STATS 412

My Office Hour:

My office hours are on 16:30 - 18:00 Tuesday and 13:30 - 15:00 Friday. You may check the campus map to get to my office.

Calculus Review:

The calculus review will be held at USB 2165, inside the study room, at 14:00 - 15:30 Sunday. The topics include:

\(\bullet\) U-substitution and integration by parts for single variable integration

\(\bullet\) Double integration, Assigning bounds for iterative integral

\(\bullet\) I saw a great suggestion from a student who mentioned that there is a great resource for self-study about the calculus. The website is: https://instruct.math.lsa.umich.edu/lecturedemos/ma215/docs/

\(\bullet\) I also uploaded a book for probability to the Piazza. Particularly, I recommend you to read (Type the page number in PDF): (1) Improper integral: page 203 - 210 (2) Double integral: page 214 - 218 (3) Cumulative distribution function: page 224 - 229 (4) Expectation and Variance: page 235 - 244 (5) Joint Distributions: page 299 - 304

Reminders for Assignment 3

\(\bullet\) Please correctly identify the CDF \(F(X)\), the cumulative distribution function. Let \(X\) be a random variable defined on \([a,b]\), then the (integral/summation of discrete points) is only valid for x inside the domain (support); the cumulative distribution function is \(F(x) = 0, x<a\) and \(F(x) = 1, x\ge b\).

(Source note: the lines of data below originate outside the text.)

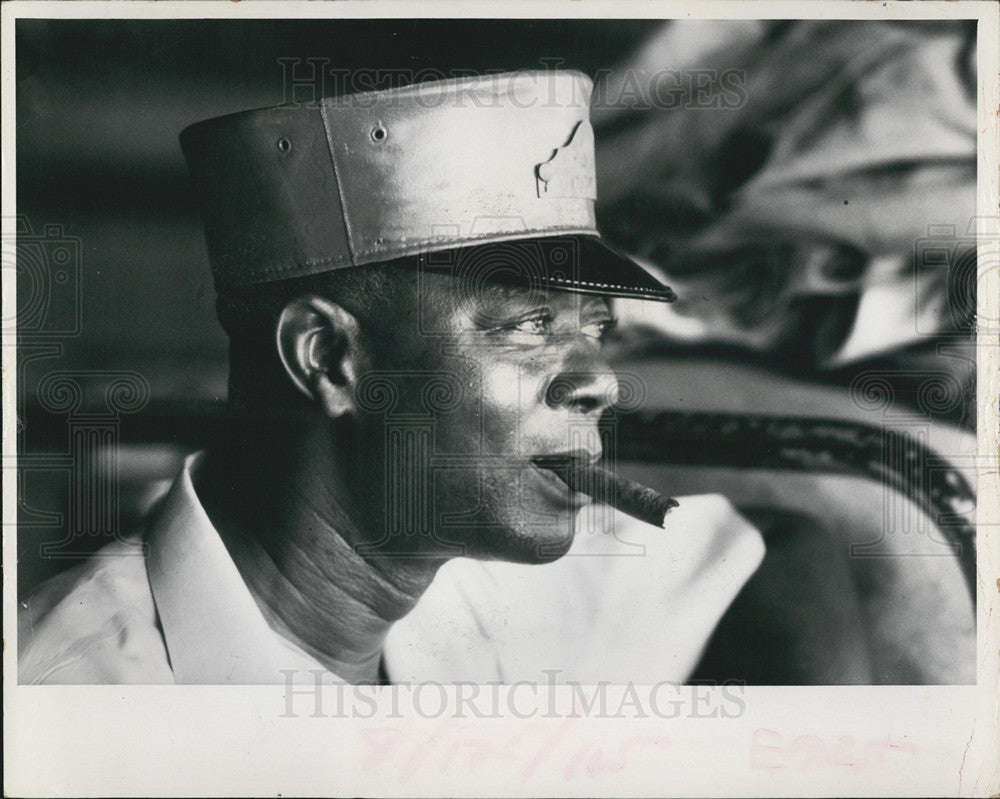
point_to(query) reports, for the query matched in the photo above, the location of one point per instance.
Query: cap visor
(578, 263)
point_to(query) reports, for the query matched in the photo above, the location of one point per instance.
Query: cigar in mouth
(602, 485)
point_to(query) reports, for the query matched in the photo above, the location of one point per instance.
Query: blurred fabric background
(806, 187)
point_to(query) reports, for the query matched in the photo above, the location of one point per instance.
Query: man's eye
(540, 325)
(599, 329)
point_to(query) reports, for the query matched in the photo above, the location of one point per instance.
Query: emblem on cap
(569, 172)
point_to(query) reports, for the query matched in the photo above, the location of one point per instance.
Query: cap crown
(300, 189)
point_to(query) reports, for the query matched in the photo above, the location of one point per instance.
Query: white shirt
(637, 604)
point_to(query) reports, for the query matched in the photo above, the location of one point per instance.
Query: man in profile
(415, 295)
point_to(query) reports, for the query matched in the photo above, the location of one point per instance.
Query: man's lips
(547, 468)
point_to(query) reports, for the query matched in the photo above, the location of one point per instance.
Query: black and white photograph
(576, 370)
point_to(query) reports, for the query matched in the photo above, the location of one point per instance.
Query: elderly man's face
(486, 384)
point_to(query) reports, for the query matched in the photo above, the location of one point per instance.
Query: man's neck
(294, 540)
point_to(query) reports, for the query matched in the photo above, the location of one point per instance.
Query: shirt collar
(214, 631)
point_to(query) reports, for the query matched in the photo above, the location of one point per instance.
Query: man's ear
(319, 344)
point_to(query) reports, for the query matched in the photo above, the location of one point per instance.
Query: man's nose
(589, 390)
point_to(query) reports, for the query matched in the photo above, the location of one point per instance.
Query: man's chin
(533, 544)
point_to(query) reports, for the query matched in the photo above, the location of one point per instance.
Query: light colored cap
(366, 178)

\(\bullet\) To derive the standard deviation for the summation of independent random variables, say \(X_1 + X_2 + ...... + X_n\), please compute the variance first by formula \(Var(X_1 + X_2 + ...... + X_n) = Var(X_1) + ...... + Var(X_n)\). Then, you can take the square root to obtain the standard deviation. Do not directly add the standard deviations.

\(\bullet\) The notion that we repeat the same trial or experiment until obtaining the first success/failure/(something) indicates that the random variable X follows geometric distribution. It is a discrete probability distribution with probability mass function:

\[\begin{equation} \boxed{P(X = k) = \begin{cases} (1-p)^{k-1} \cdot p, k = 1,2,3,......\\ 0, \ otherwise \end{cases}} \end{equation}\]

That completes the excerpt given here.